There is Kurdistan, where he made a documentary, Peshmerga, in 2016 and where he returns again and again to speak with both Iraqi and Syrian Kurds. “The Kurdish nation has paid too dearly for its endurance and for its unflinching dream of a Kurdistan that is independent, free, and open,” he writes. “Give the Kurds justice. It is time.” The government in Baghdad won’t enjoy this section, but Lévy’s passion is evident.

He goes to Donbass, Ukraine, at the height of the pandemic lockdown. In Kiev, he sits down with former comedian-now-Ukrainian President Volodymyr Zelensky in his “ultra-kitschy office,” but Lévy is unsure whether Zelensky is up to the job of disentangling a country from a frozen conflict the rest of the world has forgotten about.

In February 2020, before vaccines were introduced, he went to Somalia, a scary place at the best of times—where hotels are pulverized by car bombs, al-Shabab fundamentalists roam the streets, and violence erupts so quickly there is never time to hide. His prognosis for the battered country is grim.

“After twenty years of futile war,” he concludes on his way out, “al-Shabab still reigns over Somalia.” Finally, he bids adieu to his youth when he returns to Bangladesh. He sees powerful politicians, but he also goes back to the villages. He is appalled by the poverty, which he does not remember having encountered in 1971. “Had I forgotten?” he asks himself. “I have not forgotten anything.”

He frets about climate change in the region. Decades before, “I was one of the first to take up the cause of this cursed and splendid country,” he writes. Fifty years later, he hopes and prays for a country he no longer recognizes.

He never forgets it is only by chance of birth that he isn’t on the other side—as a victim.

Lévy is at his best when he is not conjuring fellow intellectuals but rather writing about what he calls “the forgotten wars.” They are, he writes, “the equivalent … of the blank spots on the map.” He writes, “in the wars I’ve covered, only the sad, shining moments of relief and fatigue after the guns had gone quiet have captured my love.”

This is the interesting thing about the book. Lévy—despite the tide of current wars waging in Ethiopia, Syria, and Yemen; the ongoing Palestinian-Israeli conflict; and warning signs in Bosnia—still has hope that humans can work with fellow humans to resolve conflicts.

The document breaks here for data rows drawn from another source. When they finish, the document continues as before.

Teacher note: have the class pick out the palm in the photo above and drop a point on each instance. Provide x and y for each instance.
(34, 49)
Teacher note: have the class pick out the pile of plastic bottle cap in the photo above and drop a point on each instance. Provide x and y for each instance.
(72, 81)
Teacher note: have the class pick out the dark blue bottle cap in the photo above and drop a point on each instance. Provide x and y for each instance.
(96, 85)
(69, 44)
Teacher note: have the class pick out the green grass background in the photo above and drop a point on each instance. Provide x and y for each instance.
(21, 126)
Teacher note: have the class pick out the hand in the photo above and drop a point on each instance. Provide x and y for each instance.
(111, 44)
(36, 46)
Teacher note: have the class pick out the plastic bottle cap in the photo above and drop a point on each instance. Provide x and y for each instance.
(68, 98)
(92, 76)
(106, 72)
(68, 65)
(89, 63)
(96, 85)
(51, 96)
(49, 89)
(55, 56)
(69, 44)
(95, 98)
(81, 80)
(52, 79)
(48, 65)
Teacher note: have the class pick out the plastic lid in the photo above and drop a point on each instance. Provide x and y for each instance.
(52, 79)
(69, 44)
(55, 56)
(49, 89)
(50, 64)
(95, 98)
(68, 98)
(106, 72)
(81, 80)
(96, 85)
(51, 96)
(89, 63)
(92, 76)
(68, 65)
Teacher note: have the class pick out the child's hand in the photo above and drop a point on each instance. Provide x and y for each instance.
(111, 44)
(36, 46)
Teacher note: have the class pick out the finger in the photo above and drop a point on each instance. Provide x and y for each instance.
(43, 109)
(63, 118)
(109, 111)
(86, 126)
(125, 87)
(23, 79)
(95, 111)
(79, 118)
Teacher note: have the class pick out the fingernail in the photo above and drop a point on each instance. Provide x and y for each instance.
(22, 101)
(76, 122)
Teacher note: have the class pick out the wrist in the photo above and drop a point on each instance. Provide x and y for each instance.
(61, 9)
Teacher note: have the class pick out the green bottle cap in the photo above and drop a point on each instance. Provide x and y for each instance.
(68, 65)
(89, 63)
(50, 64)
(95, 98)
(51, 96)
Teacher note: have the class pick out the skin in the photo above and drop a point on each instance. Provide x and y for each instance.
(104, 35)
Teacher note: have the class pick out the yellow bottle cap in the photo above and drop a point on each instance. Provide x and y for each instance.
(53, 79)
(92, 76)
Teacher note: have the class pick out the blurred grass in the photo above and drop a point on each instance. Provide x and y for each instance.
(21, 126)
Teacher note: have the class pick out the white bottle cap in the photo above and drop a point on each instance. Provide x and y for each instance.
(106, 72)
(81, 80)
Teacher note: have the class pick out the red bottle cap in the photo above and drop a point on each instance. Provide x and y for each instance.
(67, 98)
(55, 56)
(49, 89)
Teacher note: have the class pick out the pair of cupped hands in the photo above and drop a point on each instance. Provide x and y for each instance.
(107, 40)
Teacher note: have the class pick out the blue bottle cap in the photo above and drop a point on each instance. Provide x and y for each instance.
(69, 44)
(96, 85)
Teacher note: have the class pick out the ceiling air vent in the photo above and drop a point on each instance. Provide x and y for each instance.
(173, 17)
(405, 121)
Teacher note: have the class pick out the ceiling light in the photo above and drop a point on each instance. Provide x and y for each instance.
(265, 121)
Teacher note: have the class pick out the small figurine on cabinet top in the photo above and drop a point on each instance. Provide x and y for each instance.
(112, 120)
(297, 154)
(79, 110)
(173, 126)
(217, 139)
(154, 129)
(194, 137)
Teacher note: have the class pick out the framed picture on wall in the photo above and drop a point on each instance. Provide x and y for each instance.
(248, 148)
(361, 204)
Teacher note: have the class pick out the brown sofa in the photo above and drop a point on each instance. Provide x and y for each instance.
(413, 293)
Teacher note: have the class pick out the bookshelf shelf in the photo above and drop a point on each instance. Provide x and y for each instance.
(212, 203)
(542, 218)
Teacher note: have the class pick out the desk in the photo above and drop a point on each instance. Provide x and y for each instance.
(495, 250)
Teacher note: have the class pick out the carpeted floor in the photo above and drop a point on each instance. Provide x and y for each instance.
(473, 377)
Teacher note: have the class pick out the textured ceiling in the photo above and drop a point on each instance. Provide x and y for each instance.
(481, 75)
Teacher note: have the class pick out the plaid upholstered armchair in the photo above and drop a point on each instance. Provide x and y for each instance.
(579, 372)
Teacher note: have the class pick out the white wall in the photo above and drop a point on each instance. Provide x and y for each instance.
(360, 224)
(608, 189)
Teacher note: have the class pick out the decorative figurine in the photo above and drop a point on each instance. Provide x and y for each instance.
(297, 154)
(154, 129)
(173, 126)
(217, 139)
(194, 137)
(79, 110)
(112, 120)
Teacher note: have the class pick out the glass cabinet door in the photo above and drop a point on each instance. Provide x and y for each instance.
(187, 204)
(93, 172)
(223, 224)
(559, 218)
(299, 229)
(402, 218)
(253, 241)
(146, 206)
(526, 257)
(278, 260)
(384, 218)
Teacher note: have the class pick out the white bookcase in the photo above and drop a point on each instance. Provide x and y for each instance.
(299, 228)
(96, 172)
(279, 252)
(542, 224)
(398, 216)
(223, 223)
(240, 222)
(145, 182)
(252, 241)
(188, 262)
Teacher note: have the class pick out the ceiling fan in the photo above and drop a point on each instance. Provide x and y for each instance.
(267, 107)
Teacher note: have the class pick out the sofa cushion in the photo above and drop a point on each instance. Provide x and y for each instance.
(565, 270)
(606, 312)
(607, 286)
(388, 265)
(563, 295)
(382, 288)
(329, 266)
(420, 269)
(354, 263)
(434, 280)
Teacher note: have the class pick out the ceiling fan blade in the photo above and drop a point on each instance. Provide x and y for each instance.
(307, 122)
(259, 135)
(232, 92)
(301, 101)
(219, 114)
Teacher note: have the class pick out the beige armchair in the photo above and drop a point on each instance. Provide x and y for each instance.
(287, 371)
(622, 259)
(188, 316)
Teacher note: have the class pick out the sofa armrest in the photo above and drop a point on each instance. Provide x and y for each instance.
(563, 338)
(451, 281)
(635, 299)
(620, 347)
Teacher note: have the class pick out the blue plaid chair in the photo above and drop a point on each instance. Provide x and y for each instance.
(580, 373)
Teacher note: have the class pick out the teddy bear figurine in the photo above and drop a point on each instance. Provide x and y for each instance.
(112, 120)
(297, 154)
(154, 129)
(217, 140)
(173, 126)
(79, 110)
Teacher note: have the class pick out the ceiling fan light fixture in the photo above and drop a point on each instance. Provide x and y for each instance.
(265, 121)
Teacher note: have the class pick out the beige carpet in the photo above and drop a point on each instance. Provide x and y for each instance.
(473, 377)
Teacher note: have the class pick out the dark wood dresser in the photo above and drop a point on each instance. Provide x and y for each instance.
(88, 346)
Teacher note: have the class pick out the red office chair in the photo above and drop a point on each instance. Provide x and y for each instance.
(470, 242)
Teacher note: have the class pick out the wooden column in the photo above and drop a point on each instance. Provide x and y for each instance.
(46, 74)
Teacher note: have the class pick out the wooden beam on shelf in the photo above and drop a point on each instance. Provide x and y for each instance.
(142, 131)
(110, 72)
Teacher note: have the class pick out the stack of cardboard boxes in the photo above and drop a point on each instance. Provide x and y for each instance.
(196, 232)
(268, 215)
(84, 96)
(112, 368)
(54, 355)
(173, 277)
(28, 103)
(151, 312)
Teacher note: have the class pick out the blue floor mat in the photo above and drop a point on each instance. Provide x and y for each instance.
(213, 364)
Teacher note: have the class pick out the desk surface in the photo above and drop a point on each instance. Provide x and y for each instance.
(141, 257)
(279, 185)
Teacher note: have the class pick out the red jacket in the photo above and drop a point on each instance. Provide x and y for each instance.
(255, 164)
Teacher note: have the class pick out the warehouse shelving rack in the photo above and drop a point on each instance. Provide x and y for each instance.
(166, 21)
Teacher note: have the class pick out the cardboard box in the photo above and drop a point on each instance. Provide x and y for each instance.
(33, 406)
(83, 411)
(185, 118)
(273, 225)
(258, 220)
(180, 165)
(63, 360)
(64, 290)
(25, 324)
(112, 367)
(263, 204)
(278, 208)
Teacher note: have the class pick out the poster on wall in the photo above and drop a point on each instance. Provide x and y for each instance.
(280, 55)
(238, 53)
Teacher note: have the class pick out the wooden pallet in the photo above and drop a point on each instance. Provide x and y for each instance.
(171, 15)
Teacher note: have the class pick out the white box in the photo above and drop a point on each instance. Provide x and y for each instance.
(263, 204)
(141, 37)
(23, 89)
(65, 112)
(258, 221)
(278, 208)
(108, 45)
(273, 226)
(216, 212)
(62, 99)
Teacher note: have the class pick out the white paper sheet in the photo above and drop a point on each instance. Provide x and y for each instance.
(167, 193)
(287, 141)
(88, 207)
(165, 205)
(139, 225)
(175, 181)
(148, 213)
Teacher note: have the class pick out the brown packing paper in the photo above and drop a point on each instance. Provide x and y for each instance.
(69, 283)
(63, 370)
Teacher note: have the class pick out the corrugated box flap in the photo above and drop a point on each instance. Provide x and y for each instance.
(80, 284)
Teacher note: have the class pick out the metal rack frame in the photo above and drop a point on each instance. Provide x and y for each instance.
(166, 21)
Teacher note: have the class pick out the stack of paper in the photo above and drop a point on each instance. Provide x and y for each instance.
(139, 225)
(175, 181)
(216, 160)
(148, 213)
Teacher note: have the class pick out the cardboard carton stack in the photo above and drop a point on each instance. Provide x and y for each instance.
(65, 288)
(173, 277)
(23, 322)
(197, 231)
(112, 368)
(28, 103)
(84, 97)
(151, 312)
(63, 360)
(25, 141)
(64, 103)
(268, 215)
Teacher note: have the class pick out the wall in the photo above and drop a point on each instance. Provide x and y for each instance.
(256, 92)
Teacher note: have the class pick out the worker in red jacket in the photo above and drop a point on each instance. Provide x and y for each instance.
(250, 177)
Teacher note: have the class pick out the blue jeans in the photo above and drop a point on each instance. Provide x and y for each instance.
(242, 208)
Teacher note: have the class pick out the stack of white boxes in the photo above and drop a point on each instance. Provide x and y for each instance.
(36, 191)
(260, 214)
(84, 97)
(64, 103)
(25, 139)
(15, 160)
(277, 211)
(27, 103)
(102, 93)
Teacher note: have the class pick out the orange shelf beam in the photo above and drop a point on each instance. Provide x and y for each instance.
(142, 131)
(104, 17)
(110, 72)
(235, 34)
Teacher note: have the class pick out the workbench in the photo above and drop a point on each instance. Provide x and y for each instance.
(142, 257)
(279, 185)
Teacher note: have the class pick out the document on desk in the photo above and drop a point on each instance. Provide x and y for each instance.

Lévy, as he will be the first to admit, has his fair share of detractors who disparage his wealth, his looks, his famous actress wife, Arielle Dombasle, and his always half-unbuttoned, trademark white shirt. I would remind them that Lévy goes to dangerous places and actually puts in the work while many journalists are just armchair analysts. Lévy spends some of his considerable fortune getting on the plane to fly to Darfur or Mogadishu—places that are not comfortable, safe, or easy. He has also donated the profits from his last book, The Virus in the Age of Madness, to non-profit organizations.

The Will to See seeks big answers to impossible questions on humanity, brotherhood, and the concept of just and unjust wars. Is democracy a universal concept? When is humanitarian intervention justified? His overall thesis is the world should never look away, that as human beings, we have a call to action to protect those who are weaker than ourselves. The only position I would disagree with is his stance on Israel, where he is unquestionably Zionist without considering the terrible consequences of Israel’s occupation of the Palestinian people.

The Will to See is the testimony of a man whose life has spanned some of the most remarkable moments in history. “Blessed by words … saved by the life of books” and admittedly born “with a silver spoon in his mouth,” he became a witness to some of the 20th century’s gravest atrocities. He never forgets it is only by chance of birth that he isn’t on the other side—as a victim.

Above all, Lévy’s book is about the passage of time—his beloved Marcel Proust, author of In Search of Lost Time, is mentioned—and his own mortality. There is something of author Philip Roth’s bitter musings on life and death in his tone. But Lévy will also be remembered as a reporter who whispered truths not just in presidents’ ears but in our own.